Her 81-year-old mother, missing since Monday, was safe, said the caller, a nurse checking in evacuees arriving by bus. And so was her mother's beloved Shih Tzu, Cookie.
The family rejoiced. "Aunt Peggy's alive! Aunt Peggy's alive!" everyone screamed with relief.
But when Cole and a cousin arrived at the Astrodome at 7 a.m. to pick her up, they realized that finding the elderly woman was going to be a lot harder than they imagined. "We walked up and down the aisles of the dome, but we can't find her," Cole said. They asked a volunteer to make sure an announcement went out over the loudspeaker. But so far, no Peggy Cole.
Barbara Ann Cole, a lawyer, said she called her mother at her home in a high-lying neighborhood of New Orleans seven times last Sunday and begged her to leave before the hurricane touched down. "She said, 'I have a plan,' " her daughter recalled. " 'I'm not afraid.' "

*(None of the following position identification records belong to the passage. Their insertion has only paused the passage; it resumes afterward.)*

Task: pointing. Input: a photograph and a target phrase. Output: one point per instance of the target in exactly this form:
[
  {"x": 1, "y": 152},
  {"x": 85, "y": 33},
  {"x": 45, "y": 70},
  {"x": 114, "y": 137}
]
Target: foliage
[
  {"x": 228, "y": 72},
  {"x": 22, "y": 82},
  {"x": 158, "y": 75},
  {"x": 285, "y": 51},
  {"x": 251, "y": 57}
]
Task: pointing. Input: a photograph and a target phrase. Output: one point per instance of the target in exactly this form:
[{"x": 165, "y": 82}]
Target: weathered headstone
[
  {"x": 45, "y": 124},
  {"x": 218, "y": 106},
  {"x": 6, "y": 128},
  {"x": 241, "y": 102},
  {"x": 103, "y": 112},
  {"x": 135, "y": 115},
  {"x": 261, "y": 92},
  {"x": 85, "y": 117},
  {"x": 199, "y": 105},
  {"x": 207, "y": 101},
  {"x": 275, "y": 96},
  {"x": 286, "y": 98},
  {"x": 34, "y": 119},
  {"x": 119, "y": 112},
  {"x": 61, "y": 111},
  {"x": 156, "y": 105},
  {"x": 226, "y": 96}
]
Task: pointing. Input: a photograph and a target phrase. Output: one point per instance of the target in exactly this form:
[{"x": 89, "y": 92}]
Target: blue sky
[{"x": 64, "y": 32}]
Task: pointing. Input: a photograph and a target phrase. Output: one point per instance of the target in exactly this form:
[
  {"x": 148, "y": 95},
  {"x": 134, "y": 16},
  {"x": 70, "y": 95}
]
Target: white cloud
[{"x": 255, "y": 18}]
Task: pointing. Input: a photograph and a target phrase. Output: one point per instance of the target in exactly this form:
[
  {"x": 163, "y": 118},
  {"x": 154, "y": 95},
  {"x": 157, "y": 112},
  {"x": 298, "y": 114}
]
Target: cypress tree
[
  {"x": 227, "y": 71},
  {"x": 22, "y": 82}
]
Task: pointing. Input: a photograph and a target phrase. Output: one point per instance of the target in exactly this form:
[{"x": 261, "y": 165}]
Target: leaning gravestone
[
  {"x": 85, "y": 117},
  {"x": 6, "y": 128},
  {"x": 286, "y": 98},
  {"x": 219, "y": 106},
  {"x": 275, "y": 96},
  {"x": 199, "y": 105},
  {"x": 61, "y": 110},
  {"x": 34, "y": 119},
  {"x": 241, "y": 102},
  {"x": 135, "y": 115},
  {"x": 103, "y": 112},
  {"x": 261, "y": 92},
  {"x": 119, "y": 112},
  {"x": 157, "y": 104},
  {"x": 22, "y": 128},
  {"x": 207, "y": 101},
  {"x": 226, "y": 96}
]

But they lost contact when the electricity failed Monday. Cole said she has no idea how her mother got to Houston. By yesterday afternoon she had, however, rescued Cookie, who was safely in the arms of a volunteer for the Society for the Prevention of Cruelty to Animals, which was checking in pets.
As of late Friday, her mother is still missing in the mass of humanity on the floor of the Astrodome.
-- Lisa Rein
Texas Krewe to Feed Refugees
In this corner of east Texas that is heavily influenced by the Cajun culture in neighboring Louisiana, the chief social organization in many small towns is the "krewe" -- that is, a group of people who get together to march in Mardi Gras parades the night before Lent begins each spring.
"The whole point of a krewe is to have fun," said Sabrina Gray, who runs the Krewe Des Amis de la Rue ("Friends of the Street") in the city, which sits on the border of the two states.
"And in fact, we were planning to have fun this weekend. We had organized a toga party with a huge barbecue in the park for Saturday night."
That, however, was before people fleeing the misery of New Orleans began showing up in Orange. The plans had to change.
"And then these poor people who have lost everything came into our town. So as president of the krewe, I made a presidential decision: We're not going to have a toga party. We're going to barbecue that meat and feed these people. It was a no-brainer."
-- T.R. Reid
A Hospital's Hurricane Party
Riding out the storm and its aftermath at the Tulane University Medical Center wasn't all that bad, genetics researcher Benjamin Larson said Friday on the airport tarmac after being airlifted to safety.
"Most of the time, we were drunk and having a good time," Larson said, smoking a cigarette in his green hospital scrubs. After the first few days, they finished the liquor they had brought to fortify themselves and searched for a chaser.
"We were out of alcohol. We were getting pretty desperate," Larson said. "We were drinking lab ethanol. And everyone became a smoker."
Electrical power went out during the storm and emergency generators quit within a couple of days, leaving research projects without their needed refrigeration.
"All the research labs, no power. They're shot. All those years of research. Shot," said Larson, a doctoral candidate. "My boss said he'd pay anything to get some liquid nitrogen in there."